Artistic expression, for many, is based on experience and understanding, with originality arising, for the most part, from the writer’s particular vision and imagination. What is imagination for you? How much of it transcends and how far does it govern the working process?

I don’t know how to think about imagination apart from consciousness. What do we mean when we say someone is “imaginative?” My daughter is – she makes things up, she pretends in great detail and creates a world that never actually “happens” in time and space as we know it. That seems to be the realm of what we call “ fiction” writers and it’s a world I can’t imagine for myself. In my daughter’s un-pretend world she delights in wondering how or why and what if — that’s imagination too, of course. And that’s more the kind of imagination that might come into my poems. Consciousness seems to be the word I’d favor — which is made up of so many aspects: memory, desire, stored knowledge, wonderings, image-making — and all the connections that occur in the act of writing. But all of this that we are trying to talk about is fluid, ephemeral — ever passing and changing — clouds crossing an October sky. The miracle of writing is that in doing it something can occur that hasn’t happened yet. But I don’t know how to talk about what that is in words.

You have said that you are interested in the metaphysical. How do you define the metaphysical?

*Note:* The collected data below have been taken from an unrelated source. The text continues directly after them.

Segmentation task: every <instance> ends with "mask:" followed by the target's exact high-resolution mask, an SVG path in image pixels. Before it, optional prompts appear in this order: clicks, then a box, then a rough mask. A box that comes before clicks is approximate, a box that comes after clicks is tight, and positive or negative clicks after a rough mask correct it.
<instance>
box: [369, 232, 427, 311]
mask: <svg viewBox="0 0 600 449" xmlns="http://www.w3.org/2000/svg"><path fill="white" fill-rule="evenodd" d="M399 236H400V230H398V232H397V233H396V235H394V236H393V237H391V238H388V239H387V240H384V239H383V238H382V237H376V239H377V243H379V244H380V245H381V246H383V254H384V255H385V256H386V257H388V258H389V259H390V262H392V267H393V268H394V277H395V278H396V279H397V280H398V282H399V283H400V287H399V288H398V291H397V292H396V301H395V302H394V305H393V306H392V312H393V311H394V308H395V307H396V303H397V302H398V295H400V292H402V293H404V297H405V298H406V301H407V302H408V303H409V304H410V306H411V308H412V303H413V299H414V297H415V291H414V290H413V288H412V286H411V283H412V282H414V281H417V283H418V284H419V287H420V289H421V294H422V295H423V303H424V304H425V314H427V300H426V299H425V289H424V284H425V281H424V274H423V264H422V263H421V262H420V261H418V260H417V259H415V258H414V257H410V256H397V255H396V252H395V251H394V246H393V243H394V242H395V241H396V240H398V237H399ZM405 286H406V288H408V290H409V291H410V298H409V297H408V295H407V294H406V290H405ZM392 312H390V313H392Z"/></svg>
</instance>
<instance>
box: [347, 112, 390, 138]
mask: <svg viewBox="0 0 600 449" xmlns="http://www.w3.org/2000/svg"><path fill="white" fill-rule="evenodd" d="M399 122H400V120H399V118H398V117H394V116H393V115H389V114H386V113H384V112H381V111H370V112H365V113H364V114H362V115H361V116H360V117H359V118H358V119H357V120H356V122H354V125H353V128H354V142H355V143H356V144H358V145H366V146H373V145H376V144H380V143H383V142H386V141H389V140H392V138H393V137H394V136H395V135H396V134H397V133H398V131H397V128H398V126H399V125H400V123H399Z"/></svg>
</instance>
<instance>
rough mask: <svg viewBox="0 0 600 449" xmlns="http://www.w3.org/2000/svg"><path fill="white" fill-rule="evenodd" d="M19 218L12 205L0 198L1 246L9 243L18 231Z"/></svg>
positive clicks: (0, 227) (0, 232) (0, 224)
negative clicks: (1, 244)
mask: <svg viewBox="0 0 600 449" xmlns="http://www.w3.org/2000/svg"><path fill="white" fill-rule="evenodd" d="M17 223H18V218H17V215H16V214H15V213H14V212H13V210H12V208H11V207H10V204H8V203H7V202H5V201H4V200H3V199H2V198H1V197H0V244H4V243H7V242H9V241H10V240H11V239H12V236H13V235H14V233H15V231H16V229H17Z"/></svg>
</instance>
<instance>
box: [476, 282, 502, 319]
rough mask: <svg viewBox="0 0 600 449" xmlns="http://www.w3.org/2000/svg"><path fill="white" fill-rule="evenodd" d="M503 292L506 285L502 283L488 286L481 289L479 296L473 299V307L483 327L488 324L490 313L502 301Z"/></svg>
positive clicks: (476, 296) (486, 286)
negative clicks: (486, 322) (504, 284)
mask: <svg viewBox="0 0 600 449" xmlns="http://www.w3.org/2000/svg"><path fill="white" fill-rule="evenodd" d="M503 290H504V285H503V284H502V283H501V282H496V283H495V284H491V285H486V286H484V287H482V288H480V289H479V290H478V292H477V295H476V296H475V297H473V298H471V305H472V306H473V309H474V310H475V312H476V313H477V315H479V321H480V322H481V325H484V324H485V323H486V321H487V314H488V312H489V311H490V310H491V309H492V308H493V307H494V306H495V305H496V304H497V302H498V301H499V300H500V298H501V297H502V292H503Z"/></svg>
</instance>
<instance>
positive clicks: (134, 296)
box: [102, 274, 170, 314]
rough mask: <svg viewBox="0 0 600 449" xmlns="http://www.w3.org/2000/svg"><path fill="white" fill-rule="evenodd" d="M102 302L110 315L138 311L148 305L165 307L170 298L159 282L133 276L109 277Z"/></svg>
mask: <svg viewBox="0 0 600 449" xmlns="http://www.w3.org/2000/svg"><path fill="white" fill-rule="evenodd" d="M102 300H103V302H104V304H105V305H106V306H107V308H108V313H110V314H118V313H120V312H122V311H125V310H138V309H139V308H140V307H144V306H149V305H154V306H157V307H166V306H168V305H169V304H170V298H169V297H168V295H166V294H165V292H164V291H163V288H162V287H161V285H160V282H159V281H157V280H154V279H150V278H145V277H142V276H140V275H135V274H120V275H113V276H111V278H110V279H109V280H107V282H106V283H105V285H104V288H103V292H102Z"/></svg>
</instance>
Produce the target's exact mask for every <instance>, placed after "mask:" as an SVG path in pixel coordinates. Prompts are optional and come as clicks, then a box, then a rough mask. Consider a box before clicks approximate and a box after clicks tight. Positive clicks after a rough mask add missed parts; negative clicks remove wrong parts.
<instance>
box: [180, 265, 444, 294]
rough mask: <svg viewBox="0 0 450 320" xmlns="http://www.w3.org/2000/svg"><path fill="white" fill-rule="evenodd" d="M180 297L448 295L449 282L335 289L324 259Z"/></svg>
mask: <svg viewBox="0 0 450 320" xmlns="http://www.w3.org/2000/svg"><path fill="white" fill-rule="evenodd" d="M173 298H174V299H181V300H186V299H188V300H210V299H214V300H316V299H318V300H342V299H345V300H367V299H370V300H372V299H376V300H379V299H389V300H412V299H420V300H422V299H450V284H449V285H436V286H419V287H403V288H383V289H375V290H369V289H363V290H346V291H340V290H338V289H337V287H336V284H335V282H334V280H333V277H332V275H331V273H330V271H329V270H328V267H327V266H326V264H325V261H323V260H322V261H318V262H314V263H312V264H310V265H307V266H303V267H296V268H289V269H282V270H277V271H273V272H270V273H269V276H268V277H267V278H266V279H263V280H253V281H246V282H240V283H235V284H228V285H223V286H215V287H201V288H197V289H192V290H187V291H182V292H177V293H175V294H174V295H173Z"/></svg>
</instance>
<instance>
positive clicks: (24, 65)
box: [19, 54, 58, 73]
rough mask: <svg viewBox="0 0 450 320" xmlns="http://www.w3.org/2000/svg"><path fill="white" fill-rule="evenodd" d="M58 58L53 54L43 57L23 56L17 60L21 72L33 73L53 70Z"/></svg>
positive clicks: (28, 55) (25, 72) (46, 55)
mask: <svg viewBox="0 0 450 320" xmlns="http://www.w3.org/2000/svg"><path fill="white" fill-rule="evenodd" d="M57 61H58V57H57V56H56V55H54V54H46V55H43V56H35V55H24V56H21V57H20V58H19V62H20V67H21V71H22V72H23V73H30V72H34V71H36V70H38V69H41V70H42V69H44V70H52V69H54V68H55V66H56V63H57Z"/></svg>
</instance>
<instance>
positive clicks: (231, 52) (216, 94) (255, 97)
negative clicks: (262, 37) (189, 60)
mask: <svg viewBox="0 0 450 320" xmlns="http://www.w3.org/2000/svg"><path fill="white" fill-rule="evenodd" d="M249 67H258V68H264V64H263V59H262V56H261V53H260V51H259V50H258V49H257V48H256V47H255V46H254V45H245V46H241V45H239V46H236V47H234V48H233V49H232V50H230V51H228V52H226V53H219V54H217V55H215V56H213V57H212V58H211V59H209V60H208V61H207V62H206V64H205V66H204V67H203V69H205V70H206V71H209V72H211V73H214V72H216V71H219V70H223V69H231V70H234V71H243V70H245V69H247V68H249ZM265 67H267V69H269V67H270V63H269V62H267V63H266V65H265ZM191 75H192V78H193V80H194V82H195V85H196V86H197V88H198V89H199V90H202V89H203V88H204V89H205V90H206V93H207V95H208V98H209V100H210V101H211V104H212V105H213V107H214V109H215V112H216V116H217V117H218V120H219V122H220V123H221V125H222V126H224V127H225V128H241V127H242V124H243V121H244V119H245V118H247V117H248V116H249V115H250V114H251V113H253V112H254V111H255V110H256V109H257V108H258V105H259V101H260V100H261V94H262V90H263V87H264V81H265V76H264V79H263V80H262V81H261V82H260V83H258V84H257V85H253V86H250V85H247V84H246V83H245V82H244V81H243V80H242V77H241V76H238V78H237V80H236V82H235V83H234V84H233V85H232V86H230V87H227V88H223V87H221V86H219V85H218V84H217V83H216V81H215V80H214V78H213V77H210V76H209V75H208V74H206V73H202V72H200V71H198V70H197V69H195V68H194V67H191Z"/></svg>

I am interested in the experienced world — the world of clinking cutlery and the barking dog, and what people say when walking along the sidewalk – the physical world we’d call it but I don’t see that world as separate from the metaphysical.

Metaphysical refers to what might be beyond that which we can discern with our senses.

But even the world beyond isn’t quite right, is it?

What did Blake say? “Man has no Body distinct from his Soul; for that call’d Body is a portion of the Soul discern’d by the five senses, the chief inlet of Soul in this age.” Sometimes it seems that the physical world is — the partial expression — of whatever else that is that we can’t discern. A ruffle, a spine breaking the surface, a wave. Because we have only five senses we can only see some of it — but we are it as well. And so there’s no division.